A lien can be placed on your property if you have any outstanding debts. A real property lien is a legal claim that the creditor attaches to your property. It will specify the amount you owe and grants the creditor the right to be paid out if and when you sell the property. Under certain conditions, the creditor can take possession of your property if the debt is not paid off within a certain timeframe.

A common situation where liens come into play is with ownership of a house. The majority of people take out a mortgage with a bank or lender to pay off their home. However, if you fail to make your mortgage payments, the creditor will have the right to place a mortgage lien on your property.

This lien will typically be filed with your county recorder’s office. If the debt is not paid, then the creditor may also decide to foreclose on your property. Another common piece of real property that a lien can attach to is your automobile.

When dealing with real property, you can discover if a lien is present by performing a simple title search. For purposes of selling or refinancing a home, it is important to remove a lien after a debt has been fully satisfied. Clear title is required before you can sell or refinance your home.

If the seller has any outstanding liens on the property, a buyer can back out of the home purchase even if the buyer is already in contract to buy the house. Banks and lenders also will not generally provide a mortgage to a new buyer until all liens on the property have been removed.

What Options Do I Have for Removing a Property Lien?

Removing a lien from your property can be a complicated process. If there is a lien on your house, it can prevent you from selling your home until the lien is removed. Below are various options you may have available to you to remove the lien from your property:

  1. Satisfy the debt that you owe. If you pay off the balance of your debt in full, you can file a “Release of Lien” form. This will act as evidence that the debt has been paid and effectively remove the lien from your property. While you should check your jurisdiction’s specific requirements, the following generally needs to be completed:
    • Obtain the Release of Lien form from your local county clerk’s office;
    • Fill the form out completely by providing information about the lienholder, borrower, property description, address and any other required information;
    • Show proof that the debt was paid in full (such as a copy of the checks or payment statements from the creditor);
    • Have the Release of Lien form signed by the lienholder/creditor in the presence of a notary public;
    • File the Release of Lien form with the county recorder’s office; and
    • Pay any required fees to complete the filing.
  2. Obtain a court order removing the lien.
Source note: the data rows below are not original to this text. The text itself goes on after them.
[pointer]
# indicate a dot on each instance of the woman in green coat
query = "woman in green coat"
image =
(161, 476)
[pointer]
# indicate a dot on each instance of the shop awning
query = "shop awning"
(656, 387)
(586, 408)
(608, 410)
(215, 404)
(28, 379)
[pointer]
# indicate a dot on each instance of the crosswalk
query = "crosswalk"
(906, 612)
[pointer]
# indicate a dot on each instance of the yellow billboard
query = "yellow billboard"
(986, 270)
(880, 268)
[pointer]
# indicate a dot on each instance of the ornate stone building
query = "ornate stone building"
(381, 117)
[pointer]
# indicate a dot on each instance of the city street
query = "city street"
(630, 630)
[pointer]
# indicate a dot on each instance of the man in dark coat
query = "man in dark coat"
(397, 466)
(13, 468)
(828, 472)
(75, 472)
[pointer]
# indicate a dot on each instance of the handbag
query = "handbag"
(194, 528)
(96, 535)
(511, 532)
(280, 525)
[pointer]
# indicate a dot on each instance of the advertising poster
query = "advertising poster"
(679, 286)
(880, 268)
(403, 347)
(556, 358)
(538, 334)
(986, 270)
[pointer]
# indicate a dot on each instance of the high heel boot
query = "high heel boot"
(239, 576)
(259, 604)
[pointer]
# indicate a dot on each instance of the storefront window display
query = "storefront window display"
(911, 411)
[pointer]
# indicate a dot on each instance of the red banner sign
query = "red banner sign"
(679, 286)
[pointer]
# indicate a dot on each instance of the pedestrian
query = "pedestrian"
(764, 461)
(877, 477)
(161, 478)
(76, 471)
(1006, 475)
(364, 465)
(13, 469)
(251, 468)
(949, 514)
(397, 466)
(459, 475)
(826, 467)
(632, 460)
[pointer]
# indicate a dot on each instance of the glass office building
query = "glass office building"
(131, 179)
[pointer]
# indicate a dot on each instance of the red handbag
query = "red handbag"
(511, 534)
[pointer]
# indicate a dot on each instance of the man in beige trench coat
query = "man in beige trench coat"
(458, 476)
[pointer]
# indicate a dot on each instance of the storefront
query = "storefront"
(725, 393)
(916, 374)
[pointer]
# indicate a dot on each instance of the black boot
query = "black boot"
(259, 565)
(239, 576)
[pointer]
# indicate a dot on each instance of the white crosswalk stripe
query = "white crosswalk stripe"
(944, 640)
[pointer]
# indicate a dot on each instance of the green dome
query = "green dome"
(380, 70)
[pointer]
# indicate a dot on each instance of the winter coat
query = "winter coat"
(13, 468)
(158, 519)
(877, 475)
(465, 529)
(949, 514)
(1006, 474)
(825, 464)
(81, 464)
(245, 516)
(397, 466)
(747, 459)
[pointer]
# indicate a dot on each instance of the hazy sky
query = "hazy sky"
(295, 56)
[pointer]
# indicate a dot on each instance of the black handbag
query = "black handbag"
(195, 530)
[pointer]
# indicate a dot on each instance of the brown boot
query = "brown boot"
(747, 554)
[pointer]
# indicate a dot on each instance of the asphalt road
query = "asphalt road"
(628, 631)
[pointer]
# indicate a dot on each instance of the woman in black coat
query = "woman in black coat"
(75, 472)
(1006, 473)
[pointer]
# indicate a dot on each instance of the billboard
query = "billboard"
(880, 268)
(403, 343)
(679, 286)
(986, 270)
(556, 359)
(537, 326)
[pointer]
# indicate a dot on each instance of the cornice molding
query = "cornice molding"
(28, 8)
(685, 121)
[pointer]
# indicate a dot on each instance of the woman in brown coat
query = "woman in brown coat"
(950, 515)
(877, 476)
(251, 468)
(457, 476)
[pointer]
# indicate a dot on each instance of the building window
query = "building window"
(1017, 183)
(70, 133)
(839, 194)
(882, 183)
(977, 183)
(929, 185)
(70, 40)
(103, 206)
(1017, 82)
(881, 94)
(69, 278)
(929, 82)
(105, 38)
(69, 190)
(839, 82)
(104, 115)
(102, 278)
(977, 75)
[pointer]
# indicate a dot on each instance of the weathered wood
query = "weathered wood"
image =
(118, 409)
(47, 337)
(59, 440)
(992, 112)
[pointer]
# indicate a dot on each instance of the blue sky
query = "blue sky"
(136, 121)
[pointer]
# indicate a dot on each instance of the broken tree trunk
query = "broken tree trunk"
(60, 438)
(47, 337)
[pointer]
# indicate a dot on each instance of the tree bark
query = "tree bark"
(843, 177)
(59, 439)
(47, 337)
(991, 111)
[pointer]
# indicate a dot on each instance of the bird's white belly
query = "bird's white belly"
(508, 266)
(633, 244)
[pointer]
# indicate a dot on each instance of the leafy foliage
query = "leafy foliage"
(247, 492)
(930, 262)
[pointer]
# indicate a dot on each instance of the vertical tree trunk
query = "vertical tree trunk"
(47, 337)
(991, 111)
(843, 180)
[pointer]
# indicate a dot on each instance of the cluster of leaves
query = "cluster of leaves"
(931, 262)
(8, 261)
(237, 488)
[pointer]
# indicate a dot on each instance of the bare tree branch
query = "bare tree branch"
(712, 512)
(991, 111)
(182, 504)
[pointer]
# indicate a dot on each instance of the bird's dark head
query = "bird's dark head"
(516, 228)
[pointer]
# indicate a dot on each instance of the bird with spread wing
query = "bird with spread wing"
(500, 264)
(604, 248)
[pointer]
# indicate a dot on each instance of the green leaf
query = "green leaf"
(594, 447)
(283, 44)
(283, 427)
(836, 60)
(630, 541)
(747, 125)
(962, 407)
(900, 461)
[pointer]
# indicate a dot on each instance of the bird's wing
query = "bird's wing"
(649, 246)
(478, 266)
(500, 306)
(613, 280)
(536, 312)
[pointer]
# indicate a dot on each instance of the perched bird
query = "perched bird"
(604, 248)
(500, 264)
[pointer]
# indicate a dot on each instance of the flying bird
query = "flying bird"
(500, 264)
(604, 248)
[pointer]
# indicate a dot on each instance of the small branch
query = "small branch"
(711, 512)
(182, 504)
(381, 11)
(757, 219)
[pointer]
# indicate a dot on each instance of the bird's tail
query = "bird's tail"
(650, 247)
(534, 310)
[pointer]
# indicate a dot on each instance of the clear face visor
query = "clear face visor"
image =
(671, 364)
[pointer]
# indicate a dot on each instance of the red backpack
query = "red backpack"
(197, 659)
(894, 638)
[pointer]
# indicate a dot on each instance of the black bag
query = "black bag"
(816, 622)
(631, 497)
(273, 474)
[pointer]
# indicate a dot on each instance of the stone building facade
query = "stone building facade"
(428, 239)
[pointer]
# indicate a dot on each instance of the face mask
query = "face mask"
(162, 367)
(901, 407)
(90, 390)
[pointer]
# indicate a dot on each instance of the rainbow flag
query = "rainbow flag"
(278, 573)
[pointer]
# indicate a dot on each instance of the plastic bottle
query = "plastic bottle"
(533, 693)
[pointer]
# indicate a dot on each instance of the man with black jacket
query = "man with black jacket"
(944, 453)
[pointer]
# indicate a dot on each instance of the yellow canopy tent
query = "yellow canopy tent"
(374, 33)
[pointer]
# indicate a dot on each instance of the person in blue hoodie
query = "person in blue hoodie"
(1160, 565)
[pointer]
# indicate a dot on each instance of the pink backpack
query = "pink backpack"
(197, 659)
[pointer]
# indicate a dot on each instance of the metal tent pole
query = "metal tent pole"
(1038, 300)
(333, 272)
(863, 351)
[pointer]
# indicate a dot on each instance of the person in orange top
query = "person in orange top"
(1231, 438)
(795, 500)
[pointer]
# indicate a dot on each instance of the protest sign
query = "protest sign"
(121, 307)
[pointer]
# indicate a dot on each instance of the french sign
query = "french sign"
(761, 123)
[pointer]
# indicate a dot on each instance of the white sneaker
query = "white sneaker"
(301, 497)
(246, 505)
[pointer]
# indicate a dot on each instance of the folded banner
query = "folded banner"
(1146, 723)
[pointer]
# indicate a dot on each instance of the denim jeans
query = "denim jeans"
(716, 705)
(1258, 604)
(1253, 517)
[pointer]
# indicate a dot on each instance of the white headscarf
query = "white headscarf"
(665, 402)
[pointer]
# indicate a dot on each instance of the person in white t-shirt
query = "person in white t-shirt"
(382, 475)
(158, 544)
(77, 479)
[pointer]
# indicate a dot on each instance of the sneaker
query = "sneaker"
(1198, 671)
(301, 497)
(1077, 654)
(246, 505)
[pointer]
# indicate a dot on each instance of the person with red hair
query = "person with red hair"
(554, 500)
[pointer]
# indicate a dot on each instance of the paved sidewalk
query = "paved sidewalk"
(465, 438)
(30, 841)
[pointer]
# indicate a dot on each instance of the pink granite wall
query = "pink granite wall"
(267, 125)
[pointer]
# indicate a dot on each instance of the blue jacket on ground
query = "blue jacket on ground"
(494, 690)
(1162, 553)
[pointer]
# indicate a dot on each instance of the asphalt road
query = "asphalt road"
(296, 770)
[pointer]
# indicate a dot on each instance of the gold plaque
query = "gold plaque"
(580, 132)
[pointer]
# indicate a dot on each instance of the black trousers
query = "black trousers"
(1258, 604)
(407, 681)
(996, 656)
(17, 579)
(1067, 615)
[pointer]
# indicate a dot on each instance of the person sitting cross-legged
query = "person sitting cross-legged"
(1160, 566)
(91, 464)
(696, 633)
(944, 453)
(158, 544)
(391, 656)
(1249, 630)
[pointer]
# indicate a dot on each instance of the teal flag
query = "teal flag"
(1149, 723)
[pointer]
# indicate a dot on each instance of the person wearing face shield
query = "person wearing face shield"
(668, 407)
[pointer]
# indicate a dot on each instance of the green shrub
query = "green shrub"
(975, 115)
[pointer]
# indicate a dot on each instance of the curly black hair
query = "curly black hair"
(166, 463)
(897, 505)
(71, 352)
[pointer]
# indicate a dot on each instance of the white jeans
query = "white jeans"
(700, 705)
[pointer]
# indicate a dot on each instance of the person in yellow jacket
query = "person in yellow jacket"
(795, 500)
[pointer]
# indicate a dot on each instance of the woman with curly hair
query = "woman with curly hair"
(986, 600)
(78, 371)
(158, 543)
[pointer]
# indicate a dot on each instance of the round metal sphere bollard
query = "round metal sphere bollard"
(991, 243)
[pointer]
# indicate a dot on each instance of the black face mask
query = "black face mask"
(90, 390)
If the lien was obtained through fraud, coercion, bad faith or any other improper means, you can ask a judge to remove the lien from your property.
    • This may be hard to prove, so be sure to have clear proof of improper behavior if you choose to make this request. Doing so will increase your chances that a judge will issue the court order.
  3. File for Chapter 7 Bankruptcy. If you file for bankruptcy to remove the lien, this is referred to as “lien avoidance.” The lien will be removed and you can keep possession of your property. This is because if you file under Chapter 7, you can generally discharge the majority of your lien and debt obligations.
    • Keep in mind that this is only proper with certain liens (usually judicial liens) and may sometimes be enforceable for a limited amount of time, such as during bankruptcy proceedings.
    • You also should become educated on the effects of filing for bankruptcy before making a decision to do so, such as the inability to receive lines of credit for a certain period of time.
  4. Privately negotiate resolution of the lien with the creditor. Working out a settlement agreement to remove a lien with the creditor is always an option, if both parties agree.
    • This can typically be accomplished through arbitration, mediation or informal negotiations.
      1. For example, a creditor may agree to remove the lien if the debtor agrees to pay higher monthly payments and a higher interest rate on the mortgage.
  5. Wait for the statute of limitations to run. This does not usually require any effort on behalf of the debtor. Your state will have a law setting limitations on how long a lien is valid as well as how long a creditor has to file suit after the debtor defaults. If the required period of time passes, the lien can be removed and viewed as unenforceable.

Do I Need to Hire a Lawyer to Remove a Property Lien?

If you have a lien on your property and wish to have it removed, contacting a local real estate lawyer is a good idea. A lawyer can review the terms of your lien and present you with any available options to remove the lien.

Remember, this will vary depending on your situation and state laws. Additionally, a lawyer can represent you in court and make sure all necessary filings are completed correctly. A lawyer can also negotiate with your creditor to remove or lower your lien amount.